[Gllug] Security (was: p2p programs)
Christopher Currie
ccurrie at usa.net
Mon Nov 14 20:17:15 UTC 2005
On : Mon, 14 Nov 2005 08:24:03 +0000 Simon Morris <mozrat at gmail.com> wrote:
> A fully patched Windows
>machine with anti-virus and a firewall is secure enough.
How secure is secure enough?
Early this year I found a live (though encisted) Windows virus on my desktop
machine (dual boot Suse 9.x/Windows ME), which had been there since Day One
in 2001, when it had been copied from my previous Windows 95 box, where it
had been since 1998.
During that time, I had been running successively F-PROT, McAffee, NAV, and
AVG; all systematically updated, on the successive boxes (except since early
2004, I think, when I had not gone on line with Windows at all). I'd done
regular full scans. For all or most of the time I'd been running ZoneAlarm
Pro as a firewall, and getting the security updates.

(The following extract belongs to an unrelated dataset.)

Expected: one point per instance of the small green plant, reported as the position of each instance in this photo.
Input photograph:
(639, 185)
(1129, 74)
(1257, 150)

Luckily the virus had never been activated. It was in an old mailbox of my
wife's to whom a now dead relative had sent it: one of those lovely Windows
e-mail viruses that you click on to start the infection off. (I forget which
one it was, but one of the fairly notorious ones).
Luckily at the time we had been running PC-ELM in DOS mode as our mailer, so
my wife did not know how to use that to achieve virus-launching Windows
clicks.
How did I find it? I was testing a live CD with Chronomium, a french Linux
distro which can be used to disinfect Windows disks. It actually runs a
version of F-PROT in MSDOS mode. (It wanted to update its F-PRot but I
wouldn't let it as that meant installing stuff on the hard drive). So it
ground away for hours with the obsolete F-PROT. But it ground exceeding
small.
Nowadays we run behind a router, and we maintain security on the Windows
partition by the simple precaution of unplugging the router before booting up
with Windows (which only one of the family now uses, to play games). Only
Linux is used to access the Internet.